Après avoir ramassé ses habits qui avaient été jetés négligemment au sol, elle s'habilla en vitesse, puis sortit.

Se dirigeant vers le centre du campement, elle remarqua que tous les hommes qu'elle croisait semblaient surpris de la voir, bien que personne ne disait mot.

Elle s'approcha des chevaux, et soudain elle se figea.

Ametis était là, mais il était seul.

Azufel et Arod n'était plus attachés avec lui. Une sueur froide fit frissonner sa nuque.

Elle alla trouver Eomer, et la lueur qu'elle vit dans ses yeux quand il la vit parla à sa place.

-Alors c'est vrai ... se dit-elle, plus pour elle même.

-Ils sont partis cette nuit. Un seigneur elfe, est venu jusqu'ici pour parler au rodeur. Lorsqu'il est retourné chez lui, Aragorn est parti...

Naé resta sans voix, mais se reprit, pour ne pas montrer la colère qui montait en elle.

-Je pensais que vous seriez partie, vous aussi, lui sourit tristement Eomer. Mais merci. Votre présence redonnera un peu d'espoir à nos hommes.

-Ils en ont grandement besoin. Puis elle ajouta, Nous en avons tous, grandement besoin.
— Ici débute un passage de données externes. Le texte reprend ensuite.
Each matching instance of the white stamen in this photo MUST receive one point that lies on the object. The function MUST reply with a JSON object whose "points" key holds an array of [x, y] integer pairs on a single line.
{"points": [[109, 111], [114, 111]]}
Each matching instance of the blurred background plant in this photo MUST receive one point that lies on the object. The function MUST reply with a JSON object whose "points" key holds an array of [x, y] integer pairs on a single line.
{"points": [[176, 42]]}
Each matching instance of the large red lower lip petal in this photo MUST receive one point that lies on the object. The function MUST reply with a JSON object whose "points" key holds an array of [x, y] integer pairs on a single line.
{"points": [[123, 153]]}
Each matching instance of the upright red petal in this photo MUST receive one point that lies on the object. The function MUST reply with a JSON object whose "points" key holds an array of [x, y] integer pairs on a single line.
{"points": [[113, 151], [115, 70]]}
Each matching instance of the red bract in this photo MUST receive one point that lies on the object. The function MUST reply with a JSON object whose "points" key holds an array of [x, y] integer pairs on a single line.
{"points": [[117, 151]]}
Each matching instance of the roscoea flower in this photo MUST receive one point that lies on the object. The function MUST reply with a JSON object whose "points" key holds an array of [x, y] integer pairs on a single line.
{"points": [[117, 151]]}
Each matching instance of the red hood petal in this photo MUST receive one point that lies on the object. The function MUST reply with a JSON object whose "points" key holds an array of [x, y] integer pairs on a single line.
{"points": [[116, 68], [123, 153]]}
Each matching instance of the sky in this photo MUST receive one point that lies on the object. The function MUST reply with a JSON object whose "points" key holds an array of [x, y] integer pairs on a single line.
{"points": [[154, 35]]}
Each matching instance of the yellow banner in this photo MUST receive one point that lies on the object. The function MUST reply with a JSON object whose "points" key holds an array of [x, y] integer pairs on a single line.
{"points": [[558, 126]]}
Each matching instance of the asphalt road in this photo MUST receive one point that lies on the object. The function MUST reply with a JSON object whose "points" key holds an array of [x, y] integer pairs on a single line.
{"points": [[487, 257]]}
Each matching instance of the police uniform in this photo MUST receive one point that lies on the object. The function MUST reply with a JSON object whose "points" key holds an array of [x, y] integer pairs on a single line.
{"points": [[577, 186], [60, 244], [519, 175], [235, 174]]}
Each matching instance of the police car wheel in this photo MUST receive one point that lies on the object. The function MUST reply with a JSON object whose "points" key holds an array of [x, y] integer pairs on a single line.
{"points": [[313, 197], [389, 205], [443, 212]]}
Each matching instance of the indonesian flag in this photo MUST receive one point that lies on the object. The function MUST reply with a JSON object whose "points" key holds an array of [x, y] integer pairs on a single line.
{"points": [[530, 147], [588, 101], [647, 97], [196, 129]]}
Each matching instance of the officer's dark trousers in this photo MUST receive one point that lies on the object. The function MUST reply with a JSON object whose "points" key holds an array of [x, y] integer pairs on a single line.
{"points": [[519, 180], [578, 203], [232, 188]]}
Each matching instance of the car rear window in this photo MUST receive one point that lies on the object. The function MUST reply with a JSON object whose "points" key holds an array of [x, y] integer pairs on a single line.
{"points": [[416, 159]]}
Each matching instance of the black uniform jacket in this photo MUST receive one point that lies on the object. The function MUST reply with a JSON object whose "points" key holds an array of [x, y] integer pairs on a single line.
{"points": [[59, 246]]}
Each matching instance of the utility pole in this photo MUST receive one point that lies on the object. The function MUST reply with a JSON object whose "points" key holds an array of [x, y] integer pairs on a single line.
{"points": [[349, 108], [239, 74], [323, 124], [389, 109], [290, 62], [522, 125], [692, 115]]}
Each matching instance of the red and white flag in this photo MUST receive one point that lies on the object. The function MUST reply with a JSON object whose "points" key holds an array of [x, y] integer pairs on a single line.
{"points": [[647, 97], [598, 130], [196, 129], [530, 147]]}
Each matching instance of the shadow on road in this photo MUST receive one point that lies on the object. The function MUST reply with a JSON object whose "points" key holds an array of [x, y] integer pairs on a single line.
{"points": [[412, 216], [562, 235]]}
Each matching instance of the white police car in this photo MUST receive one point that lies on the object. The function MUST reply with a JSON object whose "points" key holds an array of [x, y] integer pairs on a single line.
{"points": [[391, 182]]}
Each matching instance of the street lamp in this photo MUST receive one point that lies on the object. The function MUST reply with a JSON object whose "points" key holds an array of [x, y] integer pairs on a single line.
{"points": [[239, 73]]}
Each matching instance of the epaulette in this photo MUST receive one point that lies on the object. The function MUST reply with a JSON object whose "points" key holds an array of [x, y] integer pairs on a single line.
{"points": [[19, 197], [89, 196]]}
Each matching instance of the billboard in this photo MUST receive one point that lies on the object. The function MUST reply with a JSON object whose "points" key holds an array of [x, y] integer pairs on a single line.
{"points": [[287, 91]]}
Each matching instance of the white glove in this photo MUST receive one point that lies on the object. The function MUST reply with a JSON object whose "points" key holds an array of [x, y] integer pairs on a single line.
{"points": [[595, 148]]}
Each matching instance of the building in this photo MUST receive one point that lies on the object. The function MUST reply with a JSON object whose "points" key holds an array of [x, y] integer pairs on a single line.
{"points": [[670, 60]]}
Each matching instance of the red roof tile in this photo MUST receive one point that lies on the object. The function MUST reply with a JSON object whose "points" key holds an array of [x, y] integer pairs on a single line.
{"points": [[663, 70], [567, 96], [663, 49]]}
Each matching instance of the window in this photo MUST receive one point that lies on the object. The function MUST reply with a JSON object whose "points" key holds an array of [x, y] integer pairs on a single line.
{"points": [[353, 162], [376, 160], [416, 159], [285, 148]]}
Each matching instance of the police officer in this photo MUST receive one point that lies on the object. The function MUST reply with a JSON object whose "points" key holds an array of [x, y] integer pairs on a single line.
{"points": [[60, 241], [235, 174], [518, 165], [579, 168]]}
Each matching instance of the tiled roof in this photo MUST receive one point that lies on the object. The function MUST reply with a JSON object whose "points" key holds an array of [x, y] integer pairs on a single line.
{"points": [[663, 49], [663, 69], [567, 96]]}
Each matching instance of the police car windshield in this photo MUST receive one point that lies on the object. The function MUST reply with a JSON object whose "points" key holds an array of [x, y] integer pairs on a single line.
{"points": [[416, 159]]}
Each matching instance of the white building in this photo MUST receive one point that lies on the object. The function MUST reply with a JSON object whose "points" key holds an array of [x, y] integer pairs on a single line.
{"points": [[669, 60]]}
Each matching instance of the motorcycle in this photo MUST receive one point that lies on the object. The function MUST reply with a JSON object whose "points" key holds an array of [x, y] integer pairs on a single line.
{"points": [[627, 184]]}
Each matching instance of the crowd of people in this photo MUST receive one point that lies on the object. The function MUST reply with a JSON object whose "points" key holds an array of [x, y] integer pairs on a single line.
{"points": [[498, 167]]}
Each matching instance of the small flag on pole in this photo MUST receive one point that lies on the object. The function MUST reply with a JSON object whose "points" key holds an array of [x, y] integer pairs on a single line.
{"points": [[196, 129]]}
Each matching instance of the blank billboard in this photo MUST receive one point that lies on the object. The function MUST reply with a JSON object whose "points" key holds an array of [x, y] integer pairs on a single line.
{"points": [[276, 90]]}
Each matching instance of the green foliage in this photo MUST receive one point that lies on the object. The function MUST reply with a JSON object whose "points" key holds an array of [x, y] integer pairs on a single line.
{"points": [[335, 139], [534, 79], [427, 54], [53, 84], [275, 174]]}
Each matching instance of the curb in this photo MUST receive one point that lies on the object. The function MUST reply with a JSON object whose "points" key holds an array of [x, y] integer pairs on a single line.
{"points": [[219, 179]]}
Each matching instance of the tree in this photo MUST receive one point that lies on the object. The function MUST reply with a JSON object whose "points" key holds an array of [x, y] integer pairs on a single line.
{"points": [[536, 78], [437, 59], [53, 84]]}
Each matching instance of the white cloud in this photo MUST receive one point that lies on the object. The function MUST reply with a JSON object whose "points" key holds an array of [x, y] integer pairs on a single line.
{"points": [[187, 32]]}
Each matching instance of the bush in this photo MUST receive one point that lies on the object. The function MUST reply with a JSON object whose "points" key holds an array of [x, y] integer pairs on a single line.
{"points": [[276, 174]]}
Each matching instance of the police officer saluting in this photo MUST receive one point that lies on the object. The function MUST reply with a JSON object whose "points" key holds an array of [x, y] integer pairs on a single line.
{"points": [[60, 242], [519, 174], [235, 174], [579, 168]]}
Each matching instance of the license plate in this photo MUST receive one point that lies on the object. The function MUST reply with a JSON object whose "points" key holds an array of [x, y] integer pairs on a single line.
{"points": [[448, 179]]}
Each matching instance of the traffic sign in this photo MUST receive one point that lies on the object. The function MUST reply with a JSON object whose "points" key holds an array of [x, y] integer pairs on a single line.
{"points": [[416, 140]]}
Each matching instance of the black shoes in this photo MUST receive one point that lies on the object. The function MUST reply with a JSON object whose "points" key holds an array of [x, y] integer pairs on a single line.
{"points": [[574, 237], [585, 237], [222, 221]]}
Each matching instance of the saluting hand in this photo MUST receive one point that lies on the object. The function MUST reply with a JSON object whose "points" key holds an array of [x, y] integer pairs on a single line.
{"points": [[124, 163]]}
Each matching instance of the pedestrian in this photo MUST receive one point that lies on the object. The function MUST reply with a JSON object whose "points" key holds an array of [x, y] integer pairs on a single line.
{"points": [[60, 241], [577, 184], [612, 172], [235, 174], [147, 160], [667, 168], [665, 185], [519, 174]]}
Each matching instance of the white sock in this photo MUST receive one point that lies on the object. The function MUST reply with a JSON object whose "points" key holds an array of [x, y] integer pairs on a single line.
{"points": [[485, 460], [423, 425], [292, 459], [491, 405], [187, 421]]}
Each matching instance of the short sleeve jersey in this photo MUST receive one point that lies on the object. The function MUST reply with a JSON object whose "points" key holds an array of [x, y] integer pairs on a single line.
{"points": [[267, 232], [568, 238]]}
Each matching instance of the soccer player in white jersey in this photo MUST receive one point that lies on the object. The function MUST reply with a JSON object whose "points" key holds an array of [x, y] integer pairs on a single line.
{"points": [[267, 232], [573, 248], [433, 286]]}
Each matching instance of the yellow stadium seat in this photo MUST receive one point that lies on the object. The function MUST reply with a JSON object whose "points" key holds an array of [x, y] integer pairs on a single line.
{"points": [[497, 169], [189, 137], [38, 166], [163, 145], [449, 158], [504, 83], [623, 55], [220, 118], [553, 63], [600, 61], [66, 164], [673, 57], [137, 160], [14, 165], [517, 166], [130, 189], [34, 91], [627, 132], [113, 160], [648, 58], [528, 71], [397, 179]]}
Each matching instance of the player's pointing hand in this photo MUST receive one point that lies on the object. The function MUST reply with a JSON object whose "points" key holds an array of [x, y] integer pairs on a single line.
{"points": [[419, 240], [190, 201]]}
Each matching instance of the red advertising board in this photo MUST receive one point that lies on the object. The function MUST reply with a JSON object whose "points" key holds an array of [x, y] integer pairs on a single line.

S'écartant un peu du campement qui était entrain de s'activer aux préparatifs de départ, elle s'approcha de la falaise. Elle admira la vue magnifique qu'était la sienne, sous les rayons d'un soleil naissant. Elle n'était même pas en colère. Elle était triste. Déçue de n'avoir pu leur dire au revoir. Déçue qu'ils n'aient pas estimé qu'elle mérite un au revoir. Une boule se forma dans le creux de son ventre, et elle sentit un nœud enfler dans sa gorge. Elle revoyait le visage de ses compagnons et le nœud grossissait. Jusqu'à tirer sur sa mâchoire, et sur ses lèvres. Elle ne put retenir une grimace d'inconfort. Le désespoir s'empara d'elle. Brutalement. Violemment, comme un amas de neige qu'on vous jette dans le cou. Elle eut envie de crier, mais aucun son ne sortit. Elle se concentra sur sa respiration. Se ressaisissant à chaque seconde. Quand elle sentit soudain une larme solitaire rouler sur sa joue, avant qu'elle ne l'efface d'un revers de main. Doucement, elle plaça la main sur son cœur, puis la laissa aller dans le vide.

-Puissent les Valars veillez sur vous, murmura-t-elle, à l'intention des trois disparus.

Puis, elle se remit en marche, et alla aider les hommes à démonter le camp. Elle pouvait voir dans leurs regards la surprise, puis le soulagement quand il la voyait. En moins de temps qu'il n'en fallut pour le dire, chacun était prêt à partir, et les premiers chevaux étaient lancés au galop.


Ils en auraient pour plusieurs jours, lancés à vive allure, ainsi Naé se mit à l'arrière de la troupe, silencieuse et concentrée.